Years ago, as a child, I had my heart set on a train set for Christmas. You know the one I mean? A beautiful steam locomotive all shining in black, pulling an open container full of coal, and this pulling a carriage with people clearly visible through the windows. The set included a number of rails which when linked together would make a large circle; and you could also buy various accessories like a railway station, ticket office, more rails, carriages and so on.
I'd imagined buying all the additional accessories with my pocket money and building a rail network that would be the envy of any transport system you could think of.
I wrote several letters to Father Christmas explaining precisely which train set I was after, and pointing out that I had been a good boy all year round; just in case he didn't know.
On Christmas day I did not get that train set at all. Instead, my auntie had knitted me a pullover and a little train locomotive. I mean ... is she mad or what?
A knitted train locomotive? I ask you ... how can you
get a train locomotive made of wool and stuffed with pieces of cotton to
go round and round? She didn't even knit me a set of rails!
I always wondered about the sanity of that woman.
She must have been
light-brained and a few tomatoes short of a salad, as they say. She was
always knitting something. Tea cosies to keep the teapot warm, hats or
bonnets to keep our heads warm, scarves to keep our neck warm, gloves
and mittens, socks and booties to keep our hands and feet warm.
On another Christmas she knitted us all pencils and pens pullovers. Let
me explain. She knitted long thin tubes the length of a pencil with
different colour wool. A bit like the sleeve of your jumper or jersey but
much smaller. The idea is that you push your pencil or pen through the
tubes to keep them warm.
Is she mental or what? Do pencils feel the cold perchance?
Another year I asked my Father for a computer for my Birthday. He gave
me a packet of crayons instead. He said he couldn't buy me a computer
because it hadn't been invented yet!
To be fair, he was right. Computers hadn't been invented until years
later. But a packet of crayons is hardly a substitute is it? He could
have bought me a laptop or a tablet!
I asked my Mom for a helmet or hard hat for when I go out on my bicycle.

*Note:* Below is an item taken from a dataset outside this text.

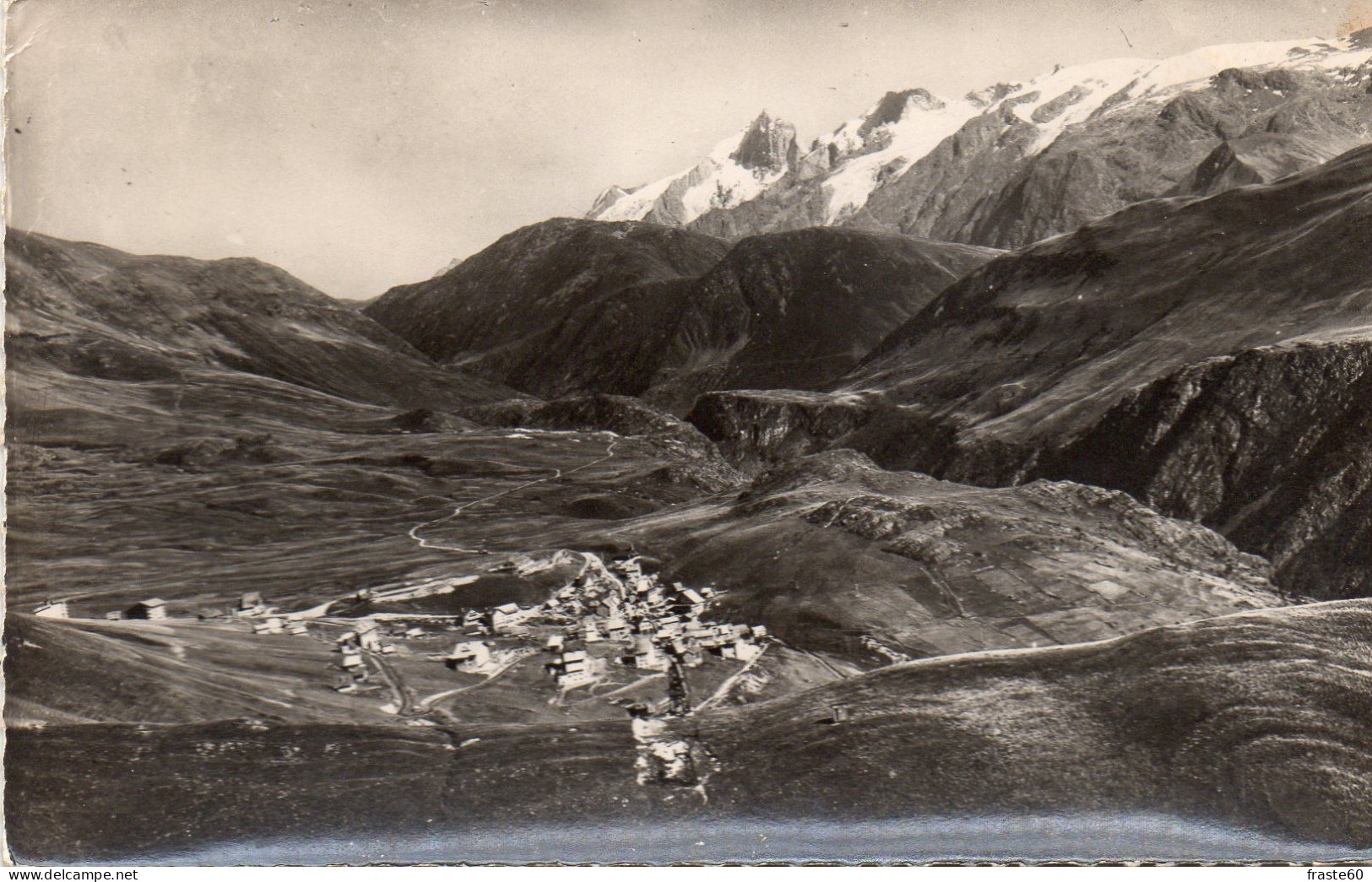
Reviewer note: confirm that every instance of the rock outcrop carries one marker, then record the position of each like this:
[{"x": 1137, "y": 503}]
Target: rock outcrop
[{"x": 1273, "y": 447}]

I didn't have a bicycle at the time, but I was always forward thinking
... you know, just in case one day I got a bike. Instead she bought me a
set of non-stick frying pans.
I always seem to get the wrong gifts. When I got married, my wife and I decided that we did not want any gifts or
presents at all. We wrote in the invitation letters that we'd like
everyone to come along and enjoy a nice toast to "Love and Happy Life" ever after.

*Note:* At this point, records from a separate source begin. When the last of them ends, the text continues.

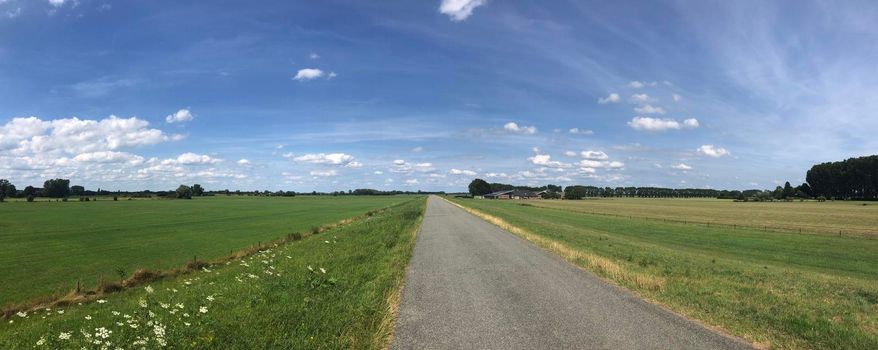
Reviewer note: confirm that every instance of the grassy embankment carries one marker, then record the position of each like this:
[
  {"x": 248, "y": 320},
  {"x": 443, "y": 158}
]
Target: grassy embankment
[
  {"x": 778, "y": 290},
  {"x": 336, "y": 289},
  {"x": 46, "y": 247}
]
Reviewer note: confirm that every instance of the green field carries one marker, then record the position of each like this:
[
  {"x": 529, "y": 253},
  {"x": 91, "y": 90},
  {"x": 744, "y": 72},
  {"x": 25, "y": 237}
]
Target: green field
[
  {"x": 46, "y": 247},
  {"x": 775, "y": 289},
  {"x": 846, "y": 217},
  {"x": 333, "y": 290}
]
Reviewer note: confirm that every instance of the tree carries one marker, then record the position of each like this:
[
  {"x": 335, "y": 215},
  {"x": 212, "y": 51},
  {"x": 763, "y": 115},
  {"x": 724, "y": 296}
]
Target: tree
[
  {"x": 788, "y": 190},
  {"x": 7, "y": 189},
  {"x": 77, "y": 190},
  {"x": 184, "y": 192},
  {"x": 197, "y": 190},
  {"x": 479, "y": 187},
  {"x": 56, "y": 188}
]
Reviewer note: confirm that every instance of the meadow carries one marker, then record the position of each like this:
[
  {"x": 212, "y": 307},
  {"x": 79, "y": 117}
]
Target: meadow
[
  {"x": 774, "y": 289},
  {"x": 46, "y": 247},
  {"x": 851, "y": 218},
  {"x": 336, "y": 290}
]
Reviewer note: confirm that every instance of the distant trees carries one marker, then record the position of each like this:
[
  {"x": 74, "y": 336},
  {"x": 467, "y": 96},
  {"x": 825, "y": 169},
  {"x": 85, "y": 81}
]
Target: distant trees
[
  {"x": 854, "y": 178},
  {"x": 479, "y": 187},
  {"x": 197, "y": 190},
  {"x": 184, "y": 192},
  {"x": 56, "y": 188}
]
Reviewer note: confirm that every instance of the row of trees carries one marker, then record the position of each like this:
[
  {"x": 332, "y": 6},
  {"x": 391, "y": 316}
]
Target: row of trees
[{"x": 854, "y": 178}]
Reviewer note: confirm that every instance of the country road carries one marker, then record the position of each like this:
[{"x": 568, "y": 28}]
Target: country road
[{"x": 472, "y": 285}]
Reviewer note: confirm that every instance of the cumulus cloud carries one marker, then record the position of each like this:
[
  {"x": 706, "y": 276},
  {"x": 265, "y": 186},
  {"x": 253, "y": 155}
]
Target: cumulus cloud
[
  {"x": 640, "y": 98},
  {"x": 515, "y": 128},
  {"x": 681, "y": 166},
  {"x": 308, "y": 74},
  {"x": 598, "y": 155},
  {"x": 183, "y": 115},
  {"x": 324, "y": 173},
  {"x": 462, "y": 172},
  {"x": 109, "y": 157},
  {"x": 660, "y": 124},
  {"x": 648, "y": 109},
  {"x": 459, "y": 10},
  {"x": 190, "y": 158},
  {"x": 713, "y": 151},
  {"x": 578, "y": 131},
  {"x": 75, "y": 136},
  {"x": 611, "y": 98},
  {"x": 325, "y": 158}
]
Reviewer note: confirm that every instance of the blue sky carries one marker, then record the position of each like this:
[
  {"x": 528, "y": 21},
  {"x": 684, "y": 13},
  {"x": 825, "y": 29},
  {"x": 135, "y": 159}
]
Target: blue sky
[{"x": 335, "y": 95}]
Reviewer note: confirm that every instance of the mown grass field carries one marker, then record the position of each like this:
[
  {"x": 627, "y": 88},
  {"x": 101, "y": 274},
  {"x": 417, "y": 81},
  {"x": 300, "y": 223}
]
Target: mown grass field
[
  {"x": 776, "y": 290},
  {"x": 333, "y": 290},
  {"x": 846, "y": 217},
  {"x": 46, "y": 247}
]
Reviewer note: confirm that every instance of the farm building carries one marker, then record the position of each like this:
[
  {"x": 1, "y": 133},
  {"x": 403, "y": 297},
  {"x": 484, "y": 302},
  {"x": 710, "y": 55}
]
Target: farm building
[{"x": 514, "y": 194}]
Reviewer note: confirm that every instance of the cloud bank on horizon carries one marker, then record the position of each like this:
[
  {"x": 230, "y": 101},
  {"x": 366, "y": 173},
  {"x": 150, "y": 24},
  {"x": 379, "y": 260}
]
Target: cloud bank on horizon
[{"x": 430, "y": 95}]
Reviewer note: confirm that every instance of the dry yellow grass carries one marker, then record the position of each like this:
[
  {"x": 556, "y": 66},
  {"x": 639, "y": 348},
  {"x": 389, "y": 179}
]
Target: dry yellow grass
[{"x": 594, "y": 263}]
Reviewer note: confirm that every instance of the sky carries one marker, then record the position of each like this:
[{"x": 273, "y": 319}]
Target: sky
[{"x": 428, "y": 95}]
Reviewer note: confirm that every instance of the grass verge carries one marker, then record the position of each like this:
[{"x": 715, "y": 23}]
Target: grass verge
[
  {"x": 332, "y": 290},
  {"x": 776, "y": 290}
]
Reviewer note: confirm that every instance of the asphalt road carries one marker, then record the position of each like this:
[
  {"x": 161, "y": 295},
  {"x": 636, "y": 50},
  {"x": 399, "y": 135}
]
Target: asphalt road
[{"x": 472, "y": 285}]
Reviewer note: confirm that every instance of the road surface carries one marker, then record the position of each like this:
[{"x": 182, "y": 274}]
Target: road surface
[{"x": 472, "y": 285}]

On the day in question everyone turned up with a toaster as a
gift. We had at least 150 of the kitchen appliances.
I suppose the most useful present I was ever given was from my uncle
when he gifted me a roll of double-sided sticky tape. I asked him why
and he explained I could use the tape to pull back my sticking out ears.

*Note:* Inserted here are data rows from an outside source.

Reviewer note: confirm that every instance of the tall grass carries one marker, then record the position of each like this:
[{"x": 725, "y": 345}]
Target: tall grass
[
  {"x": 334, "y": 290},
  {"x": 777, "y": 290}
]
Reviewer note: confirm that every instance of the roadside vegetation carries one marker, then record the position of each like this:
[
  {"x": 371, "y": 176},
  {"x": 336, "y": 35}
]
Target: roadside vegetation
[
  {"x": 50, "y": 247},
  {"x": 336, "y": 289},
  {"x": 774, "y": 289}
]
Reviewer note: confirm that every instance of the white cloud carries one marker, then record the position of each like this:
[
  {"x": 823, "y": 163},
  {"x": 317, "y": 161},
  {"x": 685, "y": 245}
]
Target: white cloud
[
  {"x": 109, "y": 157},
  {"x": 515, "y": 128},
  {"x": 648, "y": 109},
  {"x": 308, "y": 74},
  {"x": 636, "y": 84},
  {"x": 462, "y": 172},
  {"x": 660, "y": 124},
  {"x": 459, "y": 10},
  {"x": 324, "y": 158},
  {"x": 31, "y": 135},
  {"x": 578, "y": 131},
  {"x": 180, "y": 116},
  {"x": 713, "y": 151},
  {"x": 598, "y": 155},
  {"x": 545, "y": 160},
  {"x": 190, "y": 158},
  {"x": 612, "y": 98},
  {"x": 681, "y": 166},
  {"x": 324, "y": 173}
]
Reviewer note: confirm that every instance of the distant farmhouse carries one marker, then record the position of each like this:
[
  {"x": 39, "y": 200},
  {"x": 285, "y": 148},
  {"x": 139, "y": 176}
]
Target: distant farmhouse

I had terrible sticking out ears as a child. I looked like a car with
its doors open.
Eventually my parents sold our dog and the lawnmower to pay for my ears
to be operated on. I had the operation on one ear. Unfortunately the
doctor died shortly afterwards.
So now I have an ear looking normal and the other still sticking out. At
the slightest breeze I spin round like a hotel revolving door.
Have you ever had a well-meaning gift which did not quite fit with what you had in mind?